Madame du Coudray's "machine" for teaching midwifery in the 18th century. Just its existence is enough for me to enjoy! (Thank you Daphna Oren-Magidor for this!)

  • That since 1733, fathers were financially responsible for their children, wed or not. But the Bastardy law, passed in 1834, made illegitimate children the sole financial responsibility of the mother, plunging many unwed mothers into shocking poverty. Combined with the 1803 Miscarriage of Women Act that had made attempted abortion a capital punishment if it was after "the quickening" (when the movements of the fetus can be felt in the womb, around 20 weeks), this left unwed mothers with precious few safeguards compared to the 1700s. The subsequent rise in hysteria about "baby-farming" (offloading all parental responsibility to other people) compounded the moral outrage. Victorians really went backwards on human rights in the name of moral outrage. (Lizzy Craig-Atkins and Mary Fissell's talk).

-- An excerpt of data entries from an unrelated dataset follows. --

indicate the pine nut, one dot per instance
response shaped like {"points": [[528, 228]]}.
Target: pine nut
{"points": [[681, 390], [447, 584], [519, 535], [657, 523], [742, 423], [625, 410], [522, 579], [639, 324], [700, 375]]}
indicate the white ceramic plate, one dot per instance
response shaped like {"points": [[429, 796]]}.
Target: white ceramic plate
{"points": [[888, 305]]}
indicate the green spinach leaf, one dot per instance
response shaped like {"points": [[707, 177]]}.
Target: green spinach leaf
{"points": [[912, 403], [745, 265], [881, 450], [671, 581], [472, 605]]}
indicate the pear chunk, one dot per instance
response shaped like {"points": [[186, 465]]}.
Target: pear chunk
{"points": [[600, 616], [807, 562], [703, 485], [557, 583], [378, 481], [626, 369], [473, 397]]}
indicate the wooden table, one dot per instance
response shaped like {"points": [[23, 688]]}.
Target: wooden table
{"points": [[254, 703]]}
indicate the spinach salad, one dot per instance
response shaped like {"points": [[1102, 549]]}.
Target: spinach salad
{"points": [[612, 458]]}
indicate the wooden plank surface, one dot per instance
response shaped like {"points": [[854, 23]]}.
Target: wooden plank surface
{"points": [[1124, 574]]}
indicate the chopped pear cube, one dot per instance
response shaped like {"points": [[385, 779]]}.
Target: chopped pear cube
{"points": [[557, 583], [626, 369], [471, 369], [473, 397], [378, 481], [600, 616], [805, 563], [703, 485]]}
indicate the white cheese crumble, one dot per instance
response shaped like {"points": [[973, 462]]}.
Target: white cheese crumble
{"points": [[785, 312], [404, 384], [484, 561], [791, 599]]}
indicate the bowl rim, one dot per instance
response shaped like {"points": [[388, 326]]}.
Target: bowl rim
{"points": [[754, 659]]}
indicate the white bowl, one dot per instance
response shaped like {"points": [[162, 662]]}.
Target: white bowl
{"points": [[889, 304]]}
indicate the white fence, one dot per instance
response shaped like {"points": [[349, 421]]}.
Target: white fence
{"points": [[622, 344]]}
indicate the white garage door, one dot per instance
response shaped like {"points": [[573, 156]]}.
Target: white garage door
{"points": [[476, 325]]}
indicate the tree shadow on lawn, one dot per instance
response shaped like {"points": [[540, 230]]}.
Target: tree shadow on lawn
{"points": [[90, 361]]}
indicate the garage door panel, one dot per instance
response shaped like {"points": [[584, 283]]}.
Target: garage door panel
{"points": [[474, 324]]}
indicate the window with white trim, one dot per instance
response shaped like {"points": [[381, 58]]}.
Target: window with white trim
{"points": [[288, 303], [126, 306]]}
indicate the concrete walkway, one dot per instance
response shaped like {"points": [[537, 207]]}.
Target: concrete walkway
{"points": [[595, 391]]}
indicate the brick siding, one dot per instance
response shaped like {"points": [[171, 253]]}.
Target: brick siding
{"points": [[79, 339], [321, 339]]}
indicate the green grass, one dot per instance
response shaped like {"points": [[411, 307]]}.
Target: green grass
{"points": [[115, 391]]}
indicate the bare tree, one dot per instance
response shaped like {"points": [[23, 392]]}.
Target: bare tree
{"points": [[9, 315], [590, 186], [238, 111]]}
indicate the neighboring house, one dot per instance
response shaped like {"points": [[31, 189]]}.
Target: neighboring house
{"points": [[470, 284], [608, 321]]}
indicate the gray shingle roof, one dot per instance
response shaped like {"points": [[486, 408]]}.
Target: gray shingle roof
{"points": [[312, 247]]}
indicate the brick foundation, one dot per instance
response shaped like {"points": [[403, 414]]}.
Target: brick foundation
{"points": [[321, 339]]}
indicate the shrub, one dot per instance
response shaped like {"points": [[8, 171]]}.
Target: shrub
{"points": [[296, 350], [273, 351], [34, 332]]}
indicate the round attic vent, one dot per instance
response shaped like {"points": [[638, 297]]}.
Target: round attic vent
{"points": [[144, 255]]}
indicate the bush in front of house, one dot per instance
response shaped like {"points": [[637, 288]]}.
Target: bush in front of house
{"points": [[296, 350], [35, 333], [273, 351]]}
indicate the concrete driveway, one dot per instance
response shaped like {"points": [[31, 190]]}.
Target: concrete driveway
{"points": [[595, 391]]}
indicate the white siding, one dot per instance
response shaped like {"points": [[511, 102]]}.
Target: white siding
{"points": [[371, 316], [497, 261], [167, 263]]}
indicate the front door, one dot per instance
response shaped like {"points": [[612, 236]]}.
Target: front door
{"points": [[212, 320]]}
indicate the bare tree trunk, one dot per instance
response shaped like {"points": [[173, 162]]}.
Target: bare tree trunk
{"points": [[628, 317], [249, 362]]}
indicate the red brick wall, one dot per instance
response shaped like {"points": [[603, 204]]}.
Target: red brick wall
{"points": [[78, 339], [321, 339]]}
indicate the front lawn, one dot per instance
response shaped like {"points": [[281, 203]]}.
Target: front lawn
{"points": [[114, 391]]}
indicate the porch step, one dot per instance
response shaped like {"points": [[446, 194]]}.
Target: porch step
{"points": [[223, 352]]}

  • And despite the disaster that pregnancy could be, not just to unwed mothers but also large families who couldn't afford another child, and despite the high mortality rates and claims that parents weren't invested emotionally in children for the first few years, and with no "proper" place in a churchyard for unbaptised infants (and possibly miscarriages), in St Hilda's churchyard in South Shields there are a number of tiny coffins buried in an organised, decent and respectful space, showing just how much infants or possibly miscarried fetuses of as young as 20 weeks were still cherished and cared for (Lizzy Craig-Atkins and Mary Fissell's talk).

  • People went to hospital for broken arms and legs, but not as often for broken fingers and toes (comparing hospital records to skeletal remains). (Madeleine Mant's talk.)

  • Also, there seem to be a lot of rib fractures in the past. I mean, really quite a lot. A woman with 46 healing or healed rib fractures!

  • Male skeletons often present with an array of rib fractures, along with nasal fractures and 1st and 5th metacarpal fractures. Pugilism, or fist fighting, was a common pastime.

  • But women would fight too. My favourite being this image from the British Library showing two woman "verbally abusing each other", an illustration of a real event from the Whores and Bawds of Drury Lane:

One lady is saying "Come out you Bitch, I'll maul you"

And the other lady is saying (Kiss my Arse you Whore. I'll nab your Cuckold."

  • It's nice to see that the world hasn't changed that much, and historical figures are still relatable.

*In regards to repatriation of the maori heads, I had a nice discussion with Shawn about this as the ethical issues are complex - the maoris of the time were quite happy to sell the heads to Robley, and were sometimes done as a humiliation to enemies rather than a kind treatment for loved ones. Though Robley did offer to sell the collection to back to New Zealand in his lifetime, they declined and it was acquired by the America Museum of Natural History. This isn't the awful grave robbing of aboriginal remains and subsequent disrespectful use, but was a open-eyed business transaction - however strange and distasteful that may seem now.